Item 9.01. Financial Statements and Exhibits.

 

Exhibit
No. 
   Description of Exhibits
99.1   Press Release dated March 10, 2023.

 

 

 

 

SIGNATURE

 

Pursuant to the requirements of the Securities Exchange Act of 1934, the registrant has duly caused this report to be signed on its behalf by the undersigned hereunto duly authorized.

 

Date: March 10, 2023 Mars Acquisition Corp.
   
  By: /s/ Karl Brenza
  Name:  Karl Brenza
  Title: Chief Executive Officer

 

 

 

EX-99.1 2 tm239157d1_ex99-1.htm EXHIBIT 99.1

Exhibit 99.1

 

Mars Acquisition Corp.

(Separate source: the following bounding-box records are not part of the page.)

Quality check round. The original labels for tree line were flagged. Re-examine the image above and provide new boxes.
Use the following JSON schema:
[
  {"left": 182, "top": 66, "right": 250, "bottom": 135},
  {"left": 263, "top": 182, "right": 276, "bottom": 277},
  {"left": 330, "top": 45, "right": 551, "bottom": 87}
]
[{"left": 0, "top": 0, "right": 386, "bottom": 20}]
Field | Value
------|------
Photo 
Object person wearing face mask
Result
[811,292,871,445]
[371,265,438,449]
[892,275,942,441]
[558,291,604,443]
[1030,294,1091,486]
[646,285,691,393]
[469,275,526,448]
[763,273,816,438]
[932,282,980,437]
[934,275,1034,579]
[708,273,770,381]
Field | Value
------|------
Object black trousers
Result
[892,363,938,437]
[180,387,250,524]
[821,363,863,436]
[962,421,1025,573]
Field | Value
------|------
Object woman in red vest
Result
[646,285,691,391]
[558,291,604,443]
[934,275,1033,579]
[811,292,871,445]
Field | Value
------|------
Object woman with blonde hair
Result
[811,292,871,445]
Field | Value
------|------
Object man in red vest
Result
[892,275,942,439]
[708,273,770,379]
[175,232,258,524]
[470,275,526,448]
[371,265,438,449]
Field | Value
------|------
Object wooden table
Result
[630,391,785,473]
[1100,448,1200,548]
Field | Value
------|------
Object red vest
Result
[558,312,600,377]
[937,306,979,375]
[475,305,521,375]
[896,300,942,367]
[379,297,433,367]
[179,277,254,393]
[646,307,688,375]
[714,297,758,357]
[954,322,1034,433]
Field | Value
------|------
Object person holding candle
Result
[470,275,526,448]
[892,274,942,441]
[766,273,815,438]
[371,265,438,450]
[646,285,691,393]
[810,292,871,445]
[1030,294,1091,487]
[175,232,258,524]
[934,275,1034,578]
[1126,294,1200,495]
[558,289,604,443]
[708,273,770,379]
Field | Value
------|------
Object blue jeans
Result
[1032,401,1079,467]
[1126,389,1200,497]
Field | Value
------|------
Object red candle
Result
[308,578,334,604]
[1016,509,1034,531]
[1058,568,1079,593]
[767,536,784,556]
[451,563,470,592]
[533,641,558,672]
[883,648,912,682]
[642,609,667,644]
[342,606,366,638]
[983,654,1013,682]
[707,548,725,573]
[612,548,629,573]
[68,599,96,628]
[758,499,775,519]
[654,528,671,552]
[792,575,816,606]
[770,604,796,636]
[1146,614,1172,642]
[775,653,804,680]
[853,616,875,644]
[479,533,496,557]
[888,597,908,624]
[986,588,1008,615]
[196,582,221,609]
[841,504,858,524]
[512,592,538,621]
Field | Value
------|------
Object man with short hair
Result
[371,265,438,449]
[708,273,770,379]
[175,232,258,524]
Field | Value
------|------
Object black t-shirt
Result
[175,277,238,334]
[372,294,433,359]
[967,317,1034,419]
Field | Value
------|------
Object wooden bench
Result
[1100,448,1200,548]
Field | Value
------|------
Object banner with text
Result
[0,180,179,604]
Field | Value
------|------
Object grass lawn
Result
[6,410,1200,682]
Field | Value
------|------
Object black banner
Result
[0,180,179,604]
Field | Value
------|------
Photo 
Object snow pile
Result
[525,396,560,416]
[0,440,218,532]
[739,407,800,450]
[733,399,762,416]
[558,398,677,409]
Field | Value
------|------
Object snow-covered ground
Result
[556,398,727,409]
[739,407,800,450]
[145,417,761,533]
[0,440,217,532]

Announces the Separate Trading of its Ordinary Shares and Rights Commencing on March 14, 2023

 

New York, New York, March 10, 2023 (PRNEWSWIRE) – Mars Acquisition Corp. (Nasdaq: MARXU) (the “Company”), a Cayman Islands exempted company incorporated as a blank check company for the purpose of effecting a merger, share exchange, asset acquisition, stock purchase, reorganization or similar business combination with one or more businesses, today announced commencing on March 14, 2023, holders of the 6,900,000 units (the “Units”) sold in the Company’s initial public offering (the “Offering”), including Units sold upon the full exercise of the underwriters’ over-allotment option, may elect to separately trade the ordinary shares and rights included in the Units. Any Units not separated will continue to trade on the NASDAQ Global Market (“NASDAQ”) under the symbol “MARXU.” Any underlying ordinary shares and rights that are separated are expected to trade on the NASDAQ under the symbols “MARX” and “MARXR,” respectively. Holders of Units will need to have their brokers contact the Company’s transfer agent, Continental Stock Transfer & Trust Company, in order to separate the holders’ Units into ordinary shares and rights.

 

This press release shall not constitute an offer to sell or a solicitation of an offer to buy, nor shall there be any sale of these securities in any state or jurisdiction in which such offer, solicitation or sale would be unlawful prior to registration or qualification under the securities laws of any such state or jurisdiction.

 

About Mars Acquisition Corp.

 

Mars Acquisition Corp. is a Cayman Islands exempted company incorporated as a blank check company, also commonly referred to as a special purpose acquisition company, or SPAC, formed for the purpose of effecting a merger, share exchange, asset acquisition, stock purchase, reorganization or similar business combination with one or more businesses.

 

Forward-Looking Statements

 

This press release contains statements that constitute “forward-looking statements,” including with respect to the Company’s initial public offering and search for an initial business combination. No assurance can be given that the offering discussed above will be completed on the terms described, or at all. Forward-looking statements are subject to numerous conditions, many of which are beyond the control of the Company, including those set forth in the Risk Factors section of the Registration Statement and related preliminary prospectus filed with the SEC. Copies are available on the SEC's website, www.sec.gov. The Company undertakes no obligation to update these statements for revisions or changes in events, conditions or circumstances on which any statement is based after the date of this release, except as required by law.